José Ramón Márquez
Ya habrá hecho el Abella, sus íntimos lo pronuncian ‘Abeya’, la digestión del almuerzo del otro día con los toreros, los compañeros del partido, jefes y, sin embargo amigos, y el abogado. Reconozco que ese almuerzo debió de ser una ímproba prueba para los vientres de los nueve comensales, pues estoy seguro de que las delicatessen que ingirieron en tan publicitado ágape procedían directamente de las covachuelas de Arturo, el destructor del gusto, el depredador del producto y del sabor. En ese sentido les tengo compasión a los nueve, que no quiero imaginarme la tardecita que pasarían mientras duró la anábasis de los alimentos por el tracto intestinal de los comensales, intentando por sus propios medios o bien con la ayuda de la farmacopea, digerir las viandas del Bocusse de Cantobanco.

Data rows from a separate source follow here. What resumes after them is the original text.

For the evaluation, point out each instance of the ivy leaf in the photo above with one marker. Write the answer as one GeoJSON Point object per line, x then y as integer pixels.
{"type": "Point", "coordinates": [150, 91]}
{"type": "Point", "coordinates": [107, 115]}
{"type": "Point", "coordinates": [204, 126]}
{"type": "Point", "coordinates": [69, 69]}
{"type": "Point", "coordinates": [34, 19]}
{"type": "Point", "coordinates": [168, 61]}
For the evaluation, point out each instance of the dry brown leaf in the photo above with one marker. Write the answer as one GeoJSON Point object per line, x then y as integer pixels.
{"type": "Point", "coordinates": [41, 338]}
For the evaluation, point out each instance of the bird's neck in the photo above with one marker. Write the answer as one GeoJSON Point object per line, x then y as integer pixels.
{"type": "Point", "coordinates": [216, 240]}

Acaso pudiera ser que la ardua digestión fuese la causante de que Abella no se haya acordado de dar la oportuna orden a un propio para que sustituya la bandera pirata que tiene puesta en Las Ventas, cada día más deshilachada, por una nueva y limpita, con los colores reglamentarios y sin hilachas colgando, que, al paso que vamos, en San Isidro van a tener puesto sobre la Puerta Grande de Madrid una versión en sucio de la bandera de Nepal, la de los triangulitos, con la hincha que le tiene el Dalai Lama ése a los toros.